Mientras permanecía escondido, sintió las ondas expansivas de los bombarderos de la OTAN que atacaban Belgrado. Terminó a alrededor de una milla del lugar donde impactó el avión, mientras soldados yugoslavos, policías y vecinos rastreaban la zona alrededor de los restos en llamas. El rescate llegó unas ocho horas después con una unidad de la USAF que empleó dos helicópteros Sikorsky MH-53 y un HH-60 Pave Hawk.

Con el paso del tiempo, el derribo adquirió un peso simbólico mayor. Zeiko recordó que, mientras bajaba en paracaídas, imaginó un futuro encuentro con quien había disparado el misil para decirle: “Buen disparo”. Años después de la guerra, él y Dani efectivamente se reunieron y establecieron una amistad. La pérdida del avión también quebró la imagen de invulnerabilidad construida alrededor de un modelo que había completado 39 salidas en Tormenta del Desierto.

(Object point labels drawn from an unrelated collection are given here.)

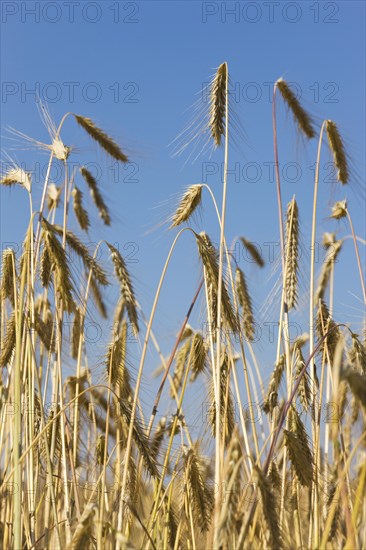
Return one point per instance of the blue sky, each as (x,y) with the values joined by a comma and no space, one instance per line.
(134,68)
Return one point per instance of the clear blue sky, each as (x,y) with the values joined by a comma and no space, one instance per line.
(135,67)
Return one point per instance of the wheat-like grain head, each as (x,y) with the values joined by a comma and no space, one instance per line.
(301,117)
(105,141)
(339,210)
(292,253)
(218,104)
(338,151)
(189,202)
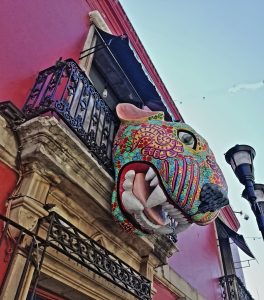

El F-117 abrió el camino a aparatos como el B-2 Spirit, el F-22 Raptor, el F-35 Lightning II y el B-21 Raider, pero su historia quedó marcada por aquella noche en Serbia. Aunque fue retirado oficialmente en 2007, la aeronave sigue en distintas misiones y entrenamientos. Wes O’Donnell resumió la lección del episodio con una frase que condensó su sentido histórico: “El exceso de confianza en la tecnología conduce a errores”.